Obando García explicó que él acababa de llegar a una fiesta que era amenizada por conjunto, “en eso se armó el bochinche entre los pandilleros, en el cual salieron a relucir pedradas, garrotes y cuchillos. Al quedarme por un instante mirando, un tipo se me abalanzó, y sin mediar palabra me dio las tres estocadas en el costado, lo que me tiene en estado muy delicado”, refirió”.
Momentos después –agregó–, mis familiares me auxiliaron, y por el mal estado del camino primeramente me trasladaron hasta cierto lugar en carretón, y luego en un vehículo particular hacia el hospital de Jinotepe.
“Al perder sangre me desmayé, y fue en el hospital que recobré el conocimiento luego de ser intervenido quirúrgicamente. Espero que todo salga bien, para regresar a mi casa”, concluyó Obando García.

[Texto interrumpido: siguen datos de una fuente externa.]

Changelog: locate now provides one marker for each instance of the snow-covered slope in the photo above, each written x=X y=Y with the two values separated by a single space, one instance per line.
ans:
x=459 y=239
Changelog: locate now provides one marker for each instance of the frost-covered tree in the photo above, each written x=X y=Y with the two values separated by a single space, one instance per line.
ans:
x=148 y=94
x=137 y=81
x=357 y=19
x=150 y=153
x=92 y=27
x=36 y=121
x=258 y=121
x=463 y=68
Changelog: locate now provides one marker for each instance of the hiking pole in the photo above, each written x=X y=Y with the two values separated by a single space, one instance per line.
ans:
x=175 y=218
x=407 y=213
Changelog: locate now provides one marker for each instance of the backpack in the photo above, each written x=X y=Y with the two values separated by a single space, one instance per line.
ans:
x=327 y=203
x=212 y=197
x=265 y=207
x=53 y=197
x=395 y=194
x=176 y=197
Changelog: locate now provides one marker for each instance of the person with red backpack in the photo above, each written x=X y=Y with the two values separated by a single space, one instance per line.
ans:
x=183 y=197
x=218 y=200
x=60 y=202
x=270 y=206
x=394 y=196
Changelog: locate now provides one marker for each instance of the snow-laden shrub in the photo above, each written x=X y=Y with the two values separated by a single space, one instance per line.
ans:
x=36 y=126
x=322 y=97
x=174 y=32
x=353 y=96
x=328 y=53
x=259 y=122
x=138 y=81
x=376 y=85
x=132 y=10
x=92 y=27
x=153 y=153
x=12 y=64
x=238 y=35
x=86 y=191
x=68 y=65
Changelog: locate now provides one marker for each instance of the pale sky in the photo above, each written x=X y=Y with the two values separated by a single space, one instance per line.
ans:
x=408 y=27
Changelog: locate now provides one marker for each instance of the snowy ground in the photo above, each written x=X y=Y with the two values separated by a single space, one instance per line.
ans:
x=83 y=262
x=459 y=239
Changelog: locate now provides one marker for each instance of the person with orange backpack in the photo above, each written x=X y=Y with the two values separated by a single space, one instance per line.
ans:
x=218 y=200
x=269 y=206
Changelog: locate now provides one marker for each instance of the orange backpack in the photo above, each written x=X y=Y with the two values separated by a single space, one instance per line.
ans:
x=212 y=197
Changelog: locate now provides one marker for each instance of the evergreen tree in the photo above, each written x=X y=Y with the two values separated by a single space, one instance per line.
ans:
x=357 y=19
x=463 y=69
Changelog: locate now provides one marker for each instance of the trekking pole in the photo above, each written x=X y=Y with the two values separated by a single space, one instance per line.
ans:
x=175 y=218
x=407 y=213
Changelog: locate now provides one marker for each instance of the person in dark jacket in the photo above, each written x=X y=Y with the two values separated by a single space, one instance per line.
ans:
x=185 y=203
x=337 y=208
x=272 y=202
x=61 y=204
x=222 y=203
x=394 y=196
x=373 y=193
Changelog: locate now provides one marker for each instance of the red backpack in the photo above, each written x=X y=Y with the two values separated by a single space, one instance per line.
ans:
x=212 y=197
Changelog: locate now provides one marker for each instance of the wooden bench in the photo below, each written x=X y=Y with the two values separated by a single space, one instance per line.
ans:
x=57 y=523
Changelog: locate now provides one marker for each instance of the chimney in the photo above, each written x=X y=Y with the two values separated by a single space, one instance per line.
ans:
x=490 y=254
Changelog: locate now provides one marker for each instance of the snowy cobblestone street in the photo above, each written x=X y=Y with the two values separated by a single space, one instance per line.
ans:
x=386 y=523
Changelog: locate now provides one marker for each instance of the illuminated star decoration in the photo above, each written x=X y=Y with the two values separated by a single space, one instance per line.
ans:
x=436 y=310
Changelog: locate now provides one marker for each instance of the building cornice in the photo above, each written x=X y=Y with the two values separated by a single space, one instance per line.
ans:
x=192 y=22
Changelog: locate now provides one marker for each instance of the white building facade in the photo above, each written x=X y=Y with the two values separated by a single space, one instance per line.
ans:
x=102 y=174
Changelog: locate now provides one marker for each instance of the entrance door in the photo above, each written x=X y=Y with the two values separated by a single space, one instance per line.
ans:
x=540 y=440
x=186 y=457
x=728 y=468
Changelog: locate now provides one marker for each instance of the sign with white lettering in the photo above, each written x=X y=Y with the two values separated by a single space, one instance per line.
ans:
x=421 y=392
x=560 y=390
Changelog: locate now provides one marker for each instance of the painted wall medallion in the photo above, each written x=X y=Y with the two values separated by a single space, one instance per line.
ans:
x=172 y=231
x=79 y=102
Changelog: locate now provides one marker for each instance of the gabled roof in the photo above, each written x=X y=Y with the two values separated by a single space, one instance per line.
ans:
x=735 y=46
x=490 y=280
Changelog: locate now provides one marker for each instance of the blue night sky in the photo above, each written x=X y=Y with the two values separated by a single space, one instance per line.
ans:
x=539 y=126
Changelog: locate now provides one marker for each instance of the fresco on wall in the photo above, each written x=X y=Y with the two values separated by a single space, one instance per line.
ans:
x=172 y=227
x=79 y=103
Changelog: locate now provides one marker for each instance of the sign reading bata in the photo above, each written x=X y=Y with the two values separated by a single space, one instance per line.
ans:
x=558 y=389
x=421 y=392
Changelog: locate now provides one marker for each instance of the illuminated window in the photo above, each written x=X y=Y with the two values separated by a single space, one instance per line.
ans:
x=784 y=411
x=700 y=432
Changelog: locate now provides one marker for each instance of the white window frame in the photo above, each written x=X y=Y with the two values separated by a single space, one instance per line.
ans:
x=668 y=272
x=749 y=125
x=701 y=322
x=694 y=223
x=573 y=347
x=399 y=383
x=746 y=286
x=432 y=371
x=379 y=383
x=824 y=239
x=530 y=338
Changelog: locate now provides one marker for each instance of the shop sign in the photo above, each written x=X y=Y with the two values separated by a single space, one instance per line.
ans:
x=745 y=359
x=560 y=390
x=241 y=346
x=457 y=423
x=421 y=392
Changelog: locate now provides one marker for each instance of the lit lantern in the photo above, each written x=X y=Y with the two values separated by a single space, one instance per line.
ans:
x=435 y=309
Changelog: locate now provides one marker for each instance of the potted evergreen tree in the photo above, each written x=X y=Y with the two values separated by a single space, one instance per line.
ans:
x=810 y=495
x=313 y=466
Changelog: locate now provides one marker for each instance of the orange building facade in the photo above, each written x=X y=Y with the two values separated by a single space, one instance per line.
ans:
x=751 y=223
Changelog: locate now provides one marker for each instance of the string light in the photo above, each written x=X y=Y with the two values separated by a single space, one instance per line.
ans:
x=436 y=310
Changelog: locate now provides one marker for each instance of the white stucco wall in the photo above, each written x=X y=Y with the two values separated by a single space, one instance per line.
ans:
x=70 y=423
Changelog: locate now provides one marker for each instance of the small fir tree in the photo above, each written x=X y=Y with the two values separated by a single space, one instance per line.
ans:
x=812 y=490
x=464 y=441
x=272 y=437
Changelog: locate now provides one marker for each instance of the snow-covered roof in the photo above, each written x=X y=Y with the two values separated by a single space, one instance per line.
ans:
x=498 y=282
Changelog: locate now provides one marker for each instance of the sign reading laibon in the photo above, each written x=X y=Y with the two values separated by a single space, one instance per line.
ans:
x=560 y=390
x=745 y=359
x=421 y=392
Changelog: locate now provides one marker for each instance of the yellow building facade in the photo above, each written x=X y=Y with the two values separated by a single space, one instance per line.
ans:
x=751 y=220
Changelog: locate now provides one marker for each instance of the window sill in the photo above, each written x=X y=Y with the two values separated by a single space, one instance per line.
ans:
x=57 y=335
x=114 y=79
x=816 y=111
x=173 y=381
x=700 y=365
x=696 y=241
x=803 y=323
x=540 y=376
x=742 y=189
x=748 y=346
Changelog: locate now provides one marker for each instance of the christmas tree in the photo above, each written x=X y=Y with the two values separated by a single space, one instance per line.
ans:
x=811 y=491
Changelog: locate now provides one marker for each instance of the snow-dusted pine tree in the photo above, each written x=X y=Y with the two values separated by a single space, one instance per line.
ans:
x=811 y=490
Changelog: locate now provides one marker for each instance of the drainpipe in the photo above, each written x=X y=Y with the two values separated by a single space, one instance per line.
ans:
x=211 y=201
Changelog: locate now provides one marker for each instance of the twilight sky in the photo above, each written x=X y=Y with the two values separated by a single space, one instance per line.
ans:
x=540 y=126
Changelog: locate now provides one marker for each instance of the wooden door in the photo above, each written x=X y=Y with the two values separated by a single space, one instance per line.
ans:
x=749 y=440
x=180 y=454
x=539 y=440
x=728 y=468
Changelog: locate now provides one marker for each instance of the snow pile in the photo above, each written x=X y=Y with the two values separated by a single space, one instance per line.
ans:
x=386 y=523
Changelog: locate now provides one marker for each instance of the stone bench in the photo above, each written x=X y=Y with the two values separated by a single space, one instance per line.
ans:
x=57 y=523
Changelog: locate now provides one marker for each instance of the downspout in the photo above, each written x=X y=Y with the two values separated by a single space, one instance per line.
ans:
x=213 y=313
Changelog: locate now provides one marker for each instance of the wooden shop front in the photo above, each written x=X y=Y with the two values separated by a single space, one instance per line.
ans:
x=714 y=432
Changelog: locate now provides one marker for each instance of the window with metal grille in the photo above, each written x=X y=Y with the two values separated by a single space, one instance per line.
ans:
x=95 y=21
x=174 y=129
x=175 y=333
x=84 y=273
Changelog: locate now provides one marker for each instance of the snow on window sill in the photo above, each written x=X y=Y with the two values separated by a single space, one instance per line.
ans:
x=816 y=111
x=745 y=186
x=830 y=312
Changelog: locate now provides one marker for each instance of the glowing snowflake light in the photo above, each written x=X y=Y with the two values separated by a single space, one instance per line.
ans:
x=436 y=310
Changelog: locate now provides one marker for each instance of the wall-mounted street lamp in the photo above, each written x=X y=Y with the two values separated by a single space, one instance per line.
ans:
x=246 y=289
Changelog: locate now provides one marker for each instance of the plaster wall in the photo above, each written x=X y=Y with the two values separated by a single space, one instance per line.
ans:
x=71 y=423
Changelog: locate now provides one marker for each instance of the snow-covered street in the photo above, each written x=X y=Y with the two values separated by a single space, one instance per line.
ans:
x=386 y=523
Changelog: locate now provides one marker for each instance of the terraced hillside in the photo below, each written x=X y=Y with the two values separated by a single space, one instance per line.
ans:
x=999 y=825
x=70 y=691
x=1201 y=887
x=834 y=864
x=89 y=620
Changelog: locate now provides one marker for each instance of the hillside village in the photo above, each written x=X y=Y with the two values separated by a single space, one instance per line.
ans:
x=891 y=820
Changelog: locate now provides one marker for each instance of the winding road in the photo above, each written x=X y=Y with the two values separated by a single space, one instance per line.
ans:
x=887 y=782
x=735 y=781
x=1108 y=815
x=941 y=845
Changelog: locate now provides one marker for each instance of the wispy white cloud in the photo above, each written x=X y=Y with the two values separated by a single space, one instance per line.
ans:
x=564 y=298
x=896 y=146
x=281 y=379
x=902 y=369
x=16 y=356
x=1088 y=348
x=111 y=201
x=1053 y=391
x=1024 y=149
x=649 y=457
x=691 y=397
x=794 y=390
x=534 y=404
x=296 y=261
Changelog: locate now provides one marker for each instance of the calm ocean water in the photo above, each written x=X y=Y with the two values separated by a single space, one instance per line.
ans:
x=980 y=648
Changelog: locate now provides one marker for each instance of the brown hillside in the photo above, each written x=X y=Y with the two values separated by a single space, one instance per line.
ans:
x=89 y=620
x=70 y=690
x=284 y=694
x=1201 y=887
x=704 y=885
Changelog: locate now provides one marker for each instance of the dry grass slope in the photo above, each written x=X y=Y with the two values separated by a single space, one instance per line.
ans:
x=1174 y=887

Se supo que las pandillas que intervinieron en el bochinche son las mismas que acechan en forma permanente a San Juan de La Concha. Hasta el momento ninguno de sus integrantes ha sido capturado.
“Aquí se ha vuelto imposible realizar fiestas, porque en lugar de alegría vivimos momentos de terror”, dijo un vecino.
MALA COSTUMBRE
En La Concha ya se ha vuelto costumbre que las pandillas “revienten” las fiestas
Para la Policía resulta una tarea muy difícil controlar a los pandilleros
Todo parece indicar que las pandillas tienden a aumentar en lugar de disminuir.